Perform a structure-based virtual screen on the command line
12. This tutorial carries on from last week's LIDAEUS tutorial. Now we want to dock the top 10 compounds (as ranked by LIDAEUS) using Vina, so make a new directory on the University filesystem (so ssh into mscoc2 first) and move into it:
mkdir vina
cd vina
13. The script sdfgrep.ksh is useful for manipulating SD files in various ways. Running it with no options or arguments will show all the things it can do (try it). Take the top 10 compounds from the LIDAEUS output and redirect them to a new file (the '../' part denotes that the output.sdf file is in the directory above your working directory):
~douglas/scripts/docking/sdfgrep.ksh -t ../output.sdf 10 > top10.sdf
14. Copy your protein and sitepoints files from the directory above to your working directory:
cp ../protein.pdb .
cp ../sites.mol2 .
15. Now you need to create a file called hostnames.txt that will tell the "job farming" program which computers you want Vina to run on. Type 'emacs hostnames.txt' to open a new file in the text editor Emacs (see here for how to use Emacs: http://doors.stanford.edu/~sr/computing/emacs.html). You need to enter into this file the name of the computer for each processor core you will use. For example, to use 2 cores on the mscoc2 server, your hostnames.txt file will look like this:
mscoc2.bch.ed.ac.uk
mscoc2.bch.ed.ac.uk
16. You are now ready to dock the top 10 compounds using Vina. The script 'autoAD' automates the process of running the 10 separate docking jobs. It also automates the process of converting the compounds from .sdf format to individual Vina-compatible .pdbqt files, and converting the protein from plain .pdb format to .pdbqt format. Running 'autoAD' with no options or arguments will show all the options available.

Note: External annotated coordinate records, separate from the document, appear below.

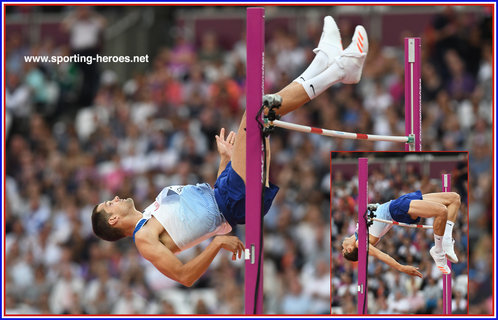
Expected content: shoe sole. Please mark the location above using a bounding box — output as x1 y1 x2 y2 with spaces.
353 26 368 53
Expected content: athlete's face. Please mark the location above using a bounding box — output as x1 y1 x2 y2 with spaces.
98 196 135 217
342 235 356 254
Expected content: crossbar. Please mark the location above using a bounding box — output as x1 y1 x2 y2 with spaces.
370 218 433 229
270 120 413 143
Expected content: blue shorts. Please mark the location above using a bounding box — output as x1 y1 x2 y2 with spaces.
389 190 422 224
214 162 279 227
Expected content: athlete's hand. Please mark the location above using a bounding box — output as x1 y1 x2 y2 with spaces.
213 236 245 260
400 266 422 278
216 128 235 159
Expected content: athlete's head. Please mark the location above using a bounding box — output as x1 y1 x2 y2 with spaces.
342 234 358 261
92 196 135 241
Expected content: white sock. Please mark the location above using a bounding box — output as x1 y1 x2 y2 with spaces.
434 234 443 253
444 220 455 239
294 51 329 84
300 63 345 99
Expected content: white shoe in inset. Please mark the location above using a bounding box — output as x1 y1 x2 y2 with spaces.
443 237 458 263
313 16 342 67
336 26 368 84
429 247 451 274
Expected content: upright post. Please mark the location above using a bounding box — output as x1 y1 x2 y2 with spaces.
358 158 368 314
245 8 264 314
405 38 422 151
441 174 452 314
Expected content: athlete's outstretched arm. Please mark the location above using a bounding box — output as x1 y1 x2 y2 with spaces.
135 233 244 287
368 244 422 278
216 128 235 177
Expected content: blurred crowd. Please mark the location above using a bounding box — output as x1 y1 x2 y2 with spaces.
5 7 493 314
331 153 469 314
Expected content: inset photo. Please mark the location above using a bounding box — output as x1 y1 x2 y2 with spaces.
330 152 469 315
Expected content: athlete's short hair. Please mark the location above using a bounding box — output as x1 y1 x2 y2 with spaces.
92 204 125 241
342 247 358 261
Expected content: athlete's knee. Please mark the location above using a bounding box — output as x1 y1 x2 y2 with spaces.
434 204 448 217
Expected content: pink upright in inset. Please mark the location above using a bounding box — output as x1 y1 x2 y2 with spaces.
441 174 452 314
358 158 368 314
245 8 265 314
405 38 422 151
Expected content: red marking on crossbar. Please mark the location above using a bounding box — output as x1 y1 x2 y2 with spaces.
311 127 323 134
356 42 363 53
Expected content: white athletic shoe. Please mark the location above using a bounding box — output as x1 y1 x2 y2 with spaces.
336 26 368 84
313 16 342 67
429 247 451 274
443 238 458 263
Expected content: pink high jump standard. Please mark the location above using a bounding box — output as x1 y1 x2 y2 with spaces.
245 8 265 314
358 168 452 314
405 38 422 151
441 174 452 314
358 158 368 314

Try that first and read the output, then perform the docking with:
~douglas/scripts/docking/autoAD.ksh -cqpjv top10.sdf protein.pdb sites.mol2
17. It may ask you if you are sure you wish to connect, if so type 'yes'. It may then prompt you to enter your password twice. With only 10 compounds, the run should take only a few minutes. The autoAD.ksh program will automatically exit once all jobs are done. Now you need to extract the various docking scores from the logfiles that were created (one per compound/docking job), and create a single SDF file that will contain all your docking poses. To do this you use the script 'rankAD.ksh'. The -c option will tell it to check the Vina output for certain errors, the -v option tells it that its input is Vina (and not Autodock) output and the -s option will create the SDF containing the docked poses. As with autoAD.ksh, running it with no arguments will show a help page (try this first).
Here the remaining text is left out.